How long am I not allowed to do sports? | Dislocated shoulder

How long am I not allowed to do sports?

Athletes in particular are exposed to a high risk of injury. Since chronic instability of the shoulder joint can occur even after a single dislocation of the shoulder, contact sports should be avoided for at least three months. In the first six weeks, no weights over two to three kilograms should be lifted, external rotation and retroversion (such as throwing handball over the shoulder) should be avoided.

Exercises that do not affect the rotator cuff, such as leg training, can be performed earlier if necessary and with caution. In doing so, the doctor’s recommendations should be followed. Professional sportsmen and women are advised to have surgery early on, since shoulder dislocation can usually occur again and again.

Complications

The following complications are possible as a result of dislocation of the shoulder: Tendon rupture or rotator cuff rupture: These injuries should also be treated surgically, as otherwise the mobility of the shoulder is restricted and the joint can consequently stiffen. Hill-Sachs lesion: In particular, anterior dislocation can result in bony injuries to the joint head, which can lead to restricted movement and premature joint arthrosis. Injury to the axillary nerve: in this case, neurosurgical treatment of the nerve should be performed to prevent loss of function of the shoulder lifter muscle.

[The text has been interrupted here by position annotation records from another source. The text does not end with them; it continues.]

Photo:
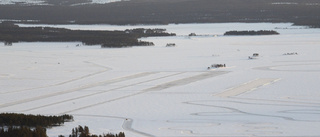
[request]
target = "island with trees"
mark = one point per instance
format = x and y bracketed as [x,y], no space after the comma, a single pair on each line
[252,32]
[22,125]
[11,33]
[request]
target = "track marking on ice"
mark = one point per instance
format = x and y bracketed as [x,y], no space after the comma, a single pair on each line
[246,87]
[164,86]
[186,81]
[66,82]
[77,89]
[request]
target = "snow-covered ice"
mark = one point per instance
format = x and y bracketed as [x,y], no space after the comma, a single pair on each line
[161,91]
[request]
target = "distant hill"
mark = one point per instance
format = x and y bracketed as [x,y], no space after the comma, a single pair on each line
[299,12]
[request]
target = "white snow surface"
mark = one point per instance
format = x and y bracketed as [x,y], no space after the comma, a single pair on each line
[160,91]
[42,2]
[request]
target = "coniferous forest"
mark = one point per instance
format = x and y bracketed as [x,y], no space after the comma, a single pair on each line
[21,125]
[10,33]
[299,12]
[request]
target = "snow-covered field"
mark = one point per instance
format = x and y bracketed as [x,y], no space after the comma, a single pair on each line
[43,2]
[168,91]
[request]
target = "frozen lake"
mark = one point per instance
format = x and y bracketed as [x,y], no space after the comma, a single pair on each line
[160,91]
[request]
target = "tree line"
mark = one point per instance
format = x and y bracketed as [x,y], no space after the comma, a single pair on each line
[21,125]
[10,33]
[252,32]
[16,120]
[302,12]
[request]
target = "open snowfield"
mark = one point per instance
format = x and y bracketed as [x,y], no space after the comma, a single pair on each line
[163,91]
[43,2]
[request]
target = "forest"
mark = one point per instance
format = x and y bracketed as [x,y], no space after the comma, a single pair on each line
[299,12]
[10,33]
[22,125]
[252,32]
[13,119]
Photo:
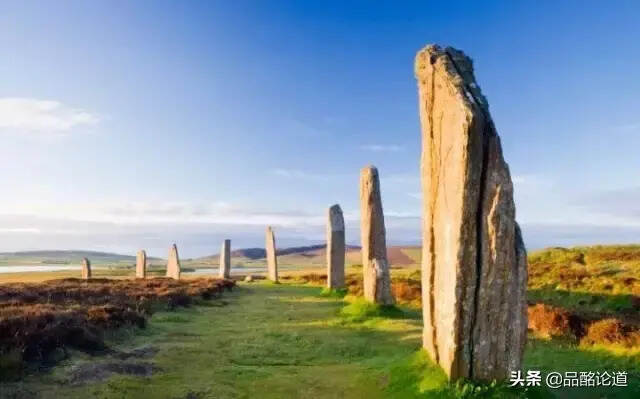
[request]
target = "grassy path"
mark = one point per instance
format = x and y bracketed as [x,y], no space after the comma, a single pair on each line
[269,341]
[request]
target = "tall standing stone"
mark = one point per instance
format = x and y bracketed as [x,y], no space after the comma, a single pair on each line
[86,269]
[272,260]
[335,247]
[375,266]
[173,263]
[474,264]
[225,259]
[141,264]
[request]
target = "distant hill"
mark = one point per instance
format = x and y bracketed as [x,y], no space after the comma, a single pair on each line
[259,253]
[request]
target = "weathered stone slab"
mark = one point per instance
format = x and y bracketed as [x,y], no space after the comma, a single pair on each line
[141,264]
[474,266]
[225,259]
[335,247]
[86,269]
[173,263]
[375,266]
[272,260]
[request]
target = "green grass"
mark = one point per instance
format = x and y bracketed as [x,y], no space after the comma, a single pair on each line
[601,279]
[288,341]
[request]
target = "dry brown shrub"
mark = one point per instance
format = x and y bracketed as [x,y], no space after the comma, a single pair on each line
[550,321]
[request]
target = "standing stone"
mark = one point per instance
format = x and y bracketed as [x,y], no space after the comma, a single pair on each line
[173,263]
[86,269]
[225,259]
[375,266]
[272,260]
[141,264]
[335,248]
[474,263]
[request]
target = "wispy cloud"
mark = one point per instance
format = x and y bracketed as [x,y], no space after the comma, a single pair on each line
[29,115]
[382,147]
[629,126]
[301,174]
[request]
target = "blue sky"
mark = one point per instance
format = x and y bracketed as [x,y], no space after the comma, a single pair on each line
[131,125]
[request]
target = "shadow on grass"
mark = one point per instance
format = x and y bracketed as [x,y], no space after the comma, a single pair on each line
[586,302]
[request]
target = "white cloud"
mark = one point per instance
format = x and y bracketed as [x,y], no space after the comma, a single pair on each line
[382,147]
[30,115]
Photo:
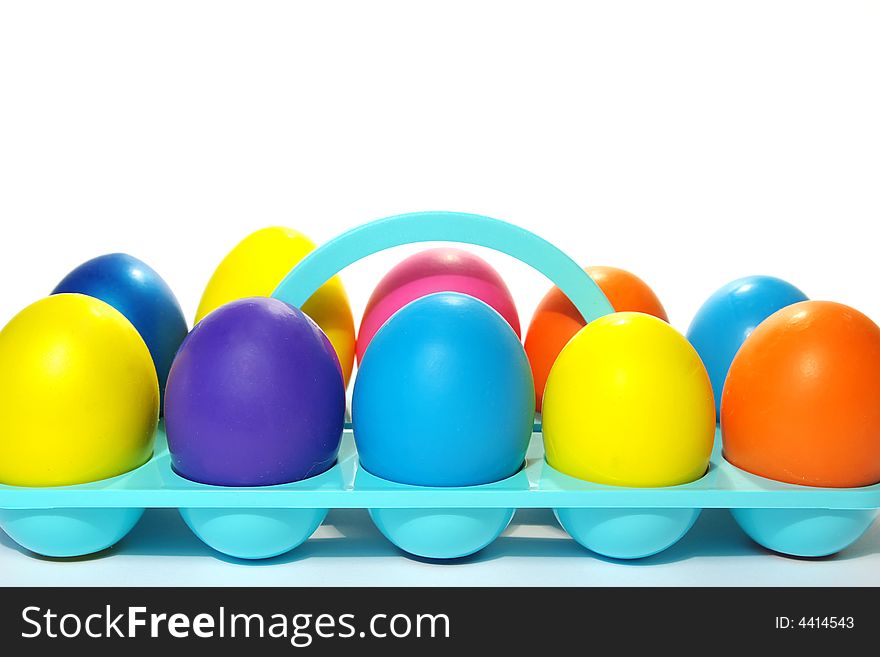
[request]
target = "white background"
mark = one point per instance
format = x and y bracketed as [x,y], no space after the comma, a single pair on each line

Stiffening and restricted movement: there is a risk of joint stiffening, especially if immobilised for too long. This is especially true for older patients.

  • Bankart lesion: In this case the edge of the socket (labrum glenoidale) is injured in the context of dislocation.

    The Bankart lesion is the most common cause of repeated dislocations after a traumatic initial event and must therefore be surgically corrected.

  • Tendon rupture or rotator cuff rupture: These injuries should also be treated surgically, as otherwise the mobility of the shoulder is restricted and the joint can consequently stiffen.
  • Hill-Sachs lesion: In particular, anterior dislocation can result in bony injuries to the joint head, which can lead to restricted movement and premature joint arthrosis.
  • Injury to the axillary nerve: here, neurosurgical treatment of the nerve should be performed to prevent loss of function of the shoulder lifter muscle.
  • Stiffening and restricted movement: There is a risk of joint stiffening, especially if the patient is immobilised for too long. This is especially true for older patients.
  • Joint arthrosis in the shoulder joint (omarthrosis)

When the shoulder is dislocated, ligaments, tendons, capsule or nerve tissue can also be injured in particularly severe forms. Damage to the nerve bundle or vessels in the armpit can lead to circulatory problems, pain and sensations such as numbness in the entire arm and hand. If the shoulder is not repositioned promptly, permanent damage can result. A dislocated shoulder should definitely be examined and treated by a doctor, especially with the symptoms mentioned above, in order to avoid permanent limitation.